In Employees, FSA, Health Plan, Health Savings Accounts, HRA, HSA

Ask more than 2,000 privately insured adults for their perspectives on their healthcare benefits, and you’re bound to get a range of opinions. But you would also likely find two common themes: dissatisfaction with the rising cost of healthcare and confusion about how certain plans work. For the past 15 years, the Employee Benefit Research Institute has partnered with research firm Greenwald & Associates to track the way consumers engage with their healthcare benefits and the way they feel, in particular, about consumer-driven health plans (CDHP) and high-deductible health plans (HDHP), as enrollment in each continues to grow.

In the duo’s most recent “Consumer Engagement in Health Care Survey,” 15 percent of privately insured adults said they have a plan associated with a CDHP, either a health reimbursement arrangement (HRA) or health savings account (HSA). Ninety percent of respondents said they are satisfied with the quality of their medical care, their choice of physician and access to care. And, over time, it appears that people get used to their higher deductible costs because of the savings they experience through lower premiums and the financial security they build through their HSA. For example, among HDHP enrollees, the percentage of extremely or very satisfied employees increased from 35 percent among those enrolled in their plan for less than one year to 50 percent among those enrolled in their plan for three or more years.

When it comes to engaging employees with their CDHP in 2020, here’s what else the survey suggests will work best:

 

  1. Empower them with multiple plan options.

One thing is clear: Healthcare consumers want options. While about two-thirds of individuals reported that they have a choice of at least two health plans and are satisfied with the ease of selecting a plan and the information available to help them do so, they reported being the lowest satisfied with the number of health plans they have to choose from.

Consumers with HDHPs were most likely to report that they had a choice of health plans: 28 percent of HDHP enrollees reported that they had three health plans to choose from, compared with 17 percent of traditional plan enrollees.

 

  1. Educate them about the ins and outs of HSAs.

Consumers’ familiarity with how HSAs work and what the benefits of these accounts are is seriously lacking. Only 58 percent of HDHP enrollees and 30 percent of traditional plan enrollees knew that they could use their HSA to pay for healthcare expenses in retirement. Further, only 39 percent of HDHP enrollees and 13 percent of traditional plan enrollees knew that HSAs could be invested in mutual funds. And 45 percent of HSA enrollees did not know that if they leave their job, they keep their HSA and the money in it.

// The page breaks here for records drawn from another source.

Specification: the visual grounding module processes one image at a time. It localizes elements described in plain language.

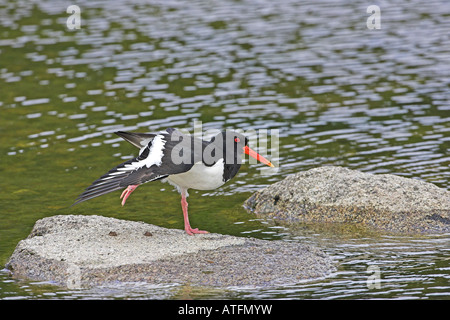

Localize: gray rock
[244,167,450,233]
[6,215,336,288]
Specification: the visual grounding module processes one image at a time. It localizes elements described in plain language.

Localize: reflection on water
[0,0,450,298]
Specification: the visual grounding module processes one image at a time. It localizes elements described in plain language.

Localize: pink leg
[120,184,139,206]
[181,192,209,236]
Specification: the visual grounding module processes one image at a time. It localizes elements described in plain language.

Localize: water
[0,0,450,299]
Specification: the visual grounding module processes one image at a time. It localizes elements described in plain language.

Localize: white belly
[167,159,225,190]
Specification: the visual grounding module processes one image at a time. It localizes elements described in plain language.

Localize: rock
[244,167,450,234]
[6,215,336,288]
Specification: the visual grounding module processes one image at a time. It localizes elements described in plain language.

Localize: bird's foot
[184,226,209,236]
[120,185,139,206]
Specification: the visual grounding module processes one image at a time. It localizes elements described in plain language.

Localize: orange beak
[244,146,275,168]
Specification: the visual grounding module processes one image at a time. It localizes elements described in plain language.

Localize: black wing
[73,128,197,205]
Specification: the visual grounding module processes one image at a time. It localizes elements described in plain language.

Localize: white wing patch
[97,135,166,182]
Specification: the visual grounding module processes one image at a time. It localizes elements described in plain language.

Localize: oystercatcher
[73,128,273,235]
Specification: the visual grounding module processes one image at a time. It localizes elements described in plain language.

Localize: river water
[0,0,450,299]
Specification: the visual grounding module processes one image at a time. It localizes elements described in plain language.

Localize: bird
[72,128,274,235]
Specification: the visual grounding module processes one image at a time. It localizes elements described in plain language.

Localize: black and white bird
[73,128,273,235]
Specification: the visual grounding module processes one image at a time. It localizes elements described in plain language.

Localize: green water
[0,0,450,299]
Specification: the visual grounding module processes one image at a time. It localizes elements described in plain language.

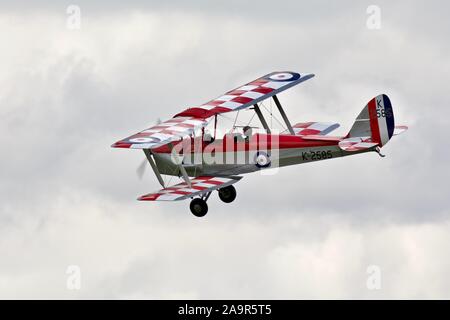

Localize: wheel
[219,186,236,203]
[189,198,208,217]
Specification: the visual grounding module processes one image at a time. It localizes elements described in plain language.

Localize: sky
[0,1,450,299]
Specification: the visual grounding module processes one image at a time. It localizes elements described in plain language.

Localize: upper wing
[111,117,208,149]
[292,122,339,136]
[175,71,314,118]
[112,72,314,149]
[138,176,242,201]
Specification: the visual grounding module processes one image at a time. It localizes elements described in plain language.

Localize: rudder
[347,94,395,146]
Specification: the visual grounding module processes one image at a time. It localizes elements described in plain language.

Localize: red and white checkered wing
[339,137,378,152]
[138,176,242,201]
[112,117,209,149]
[292,122,339,136]
[176,71,314,118]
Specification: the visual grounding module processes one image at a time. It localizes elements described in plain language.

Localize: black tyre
[219,186,236,203]
[189,198,208,217]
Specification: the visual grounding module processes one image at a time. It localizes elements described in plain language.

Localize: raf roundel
[269,72,300,81]
[255,151,271,168]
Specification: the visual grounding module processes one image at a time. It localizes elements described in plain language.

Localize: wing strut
[253,103,270,134]
[272,95,295,136]
[168,142,192,188]
[143,149,166,188]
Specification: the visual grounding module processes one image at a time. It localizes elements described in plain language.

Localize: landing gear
[189,198,208,217]
[219,185,236,203]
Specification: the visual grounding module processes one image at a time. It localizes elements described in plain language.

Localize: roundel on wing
[268,72,300,81]
[255,151,271,168]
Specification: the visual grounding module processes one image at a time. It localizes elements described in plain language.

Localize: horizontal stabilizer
[138,176,242,201]
[339,137,378,152]
[292,122,339,136]
[394,126,408,136]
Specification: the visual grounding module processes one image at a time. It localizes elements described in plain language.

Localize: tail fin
[347,94,395,147]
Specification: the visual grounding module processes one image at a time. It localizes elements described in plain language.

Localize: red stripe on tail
[368,99,381,143]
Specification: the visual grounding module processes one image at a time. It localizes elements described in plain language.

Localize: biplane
[112,71,408,217]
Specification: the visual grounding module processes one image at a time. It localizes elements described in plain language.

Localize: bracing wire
[261,103,286,130]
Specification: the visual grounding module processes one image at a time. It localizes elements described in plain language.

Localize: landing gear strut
[219,185,236,203]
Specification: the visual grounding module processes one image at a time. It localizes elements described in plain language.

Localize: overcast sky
[0,1,450,299]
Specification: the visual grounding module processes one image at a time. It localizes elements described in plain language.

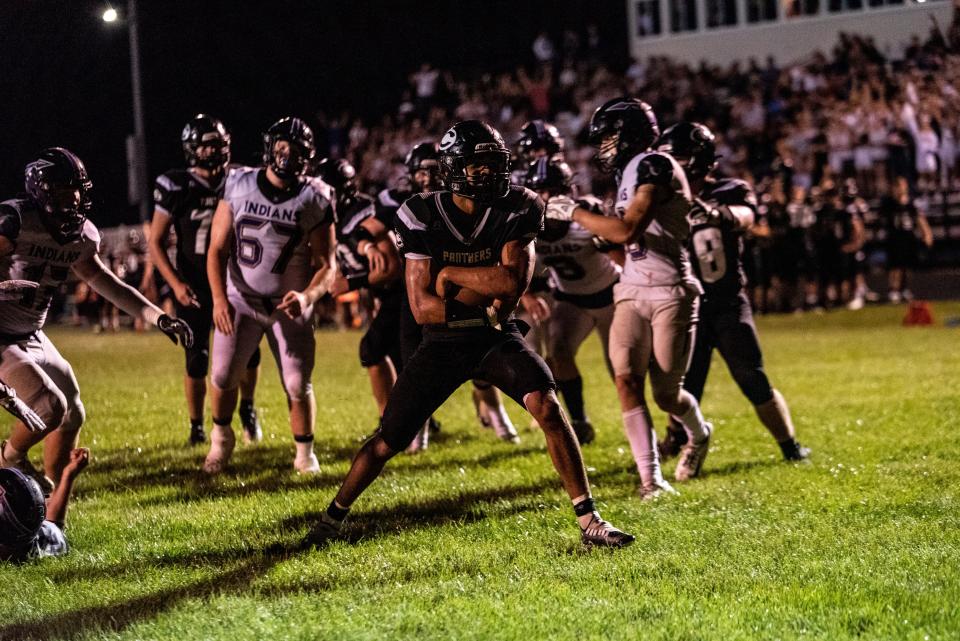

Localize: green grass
[0,304,960,641]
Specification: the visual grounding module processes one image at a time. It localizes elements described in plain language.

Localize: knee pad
[360,332,387,367]
[247,346,260,369]
[283,374,313,401]
[185,347,210,378]
[60,397,87,433]
[733,367,773,405]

But because HDHP enrollees generally exhibit more cost-conscious behavior than traditional plan enrollees (for example, they’re more likely to ask for a generic drug instead of a brand-name drug and to check the quality rating of a doctor), it is worth the time it takes to get consumers up to speed on how HSAs can serve them.

 

  1. Embrace different strokes for different folks.

Increase engagement by considering your employees’ ages and tailoring your benefits offerings accordingly, as behaviors and perspectives vary significantly across generations. For instance, surveyed baby boomers were most likely to view HSAs as savings accounts, while millennials were most likely to view them as investment accounts (spoiler alert: they can be used as both). This suggests that messaging and education initiatives for each should be approached differently.

The survey even uncovered generational differences for those who had a primary care provider: 80 percent of baby boomers do, as opposed to 74 percent of Gen Xers and 65 percent of millennials. This suggests that, as healthcare matters continue to distress many consumers, personalization has never been more important when it comes to empowering them to take ownership of both their financial and physical health.